The Finnish Reading Centre will organise 100 literacy workshops to students of technical studies with UPM’s support

15 June 2016

Fluent reading skills are required in all professions. The target of “Sanat haltuun” (Words matter) project, supported by UPM and organised by the Finnish Reading Centre, is to inspire students of technical vocational schools to read and improve their reading skills. In addition, UPM together with the Reading Centre want to develop operating models to improve students’ reading skills in the future. The aim is also to stimulate discussion and raise awareness on the reading skills of young students in vocational schools.

Lukukeskuksen-logoThe Finnish Reading Centre will organise 100 functional literacy workshops to students of technical vocational schools all around Finland. In addition to the Reading Centre, Finnish language teachers of vocational schools, authors and researchers will participate in the planning of the workshops. The project of one year and a half will begin in the autumn of 2016.

”The Finnish Reading Centre has a vast national network and long experience of organising author visits and literacy workshops. The author visits and the functional workshops in particular have been perceived as good means to inspire children and young people to read. UPM’s support is crucial and we are very pleased about this co-operation”, says Ilmi Villacís, Executive Director of the Finnish Reading Centre.

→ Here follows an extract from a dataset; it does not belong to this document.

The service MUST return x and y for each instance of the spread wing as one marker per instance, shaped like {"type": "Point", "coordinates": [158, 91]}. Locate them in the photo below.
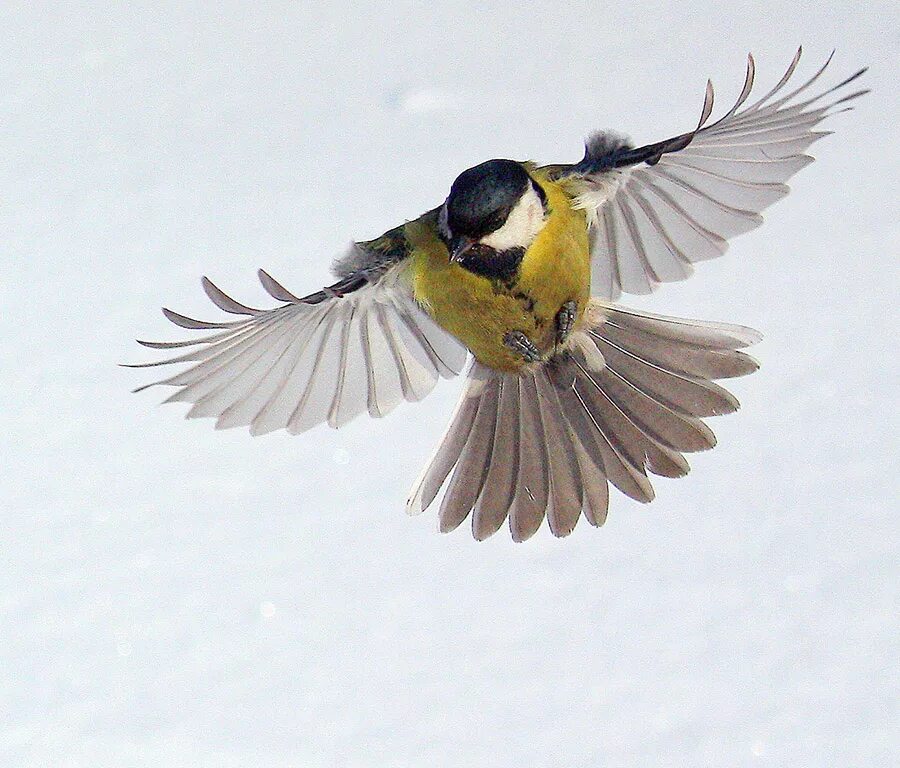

Students need fluent reading skills

”In today’s work life, everybody needs to continuously learn new things. There are new ways of working, new machinery and new standards. If reading is slow or inconvenient, it is difficult to develop one’s competencies. With the project, UPM wants to support the development of text skills of students in technical fields. The Finnish Reading Centre, which operates nationwide, has excellent means to take up the challenge,” says Pirkko Harrela, Executive Vice President, Stakeholder Relations, UPM.

Research shows that one in ten young people have poor reading skills. The difference between girls and boys has increased in Finland – unlike in many other countries participating in the PISA survey. Therefore, work is needed in order to improve boys’ reading skills. There is a risk that the boys’ poor reading skills limit their lives, and prevent them from succeeding in their studies and in working life.

UPM has a literacy project also in Germany in in conjunction with the Reading Centre’s sister organisation German Stiftung Lesen (German Reading Foundation). There UPM supports the development of reading skills among refugee children.

“We are concerned with literacy of young people and we want to increase awareness of the importance of reading and continuous learning. Photos and videos are an important part of young people’s lives, but things are just easier if you can also understand texts fluently and write your thoughts to others at the work place,” says Harrela.

“Sanat haltuun” project is part of UPM’s ”Biofore Share and Care” programme. The programme focuses on projects that are relevant to both UPM’s business and responsibility goals. The focus areas are: Reading & Learning, Engaging with communities, Responsible water use and Boosting bioinnovations.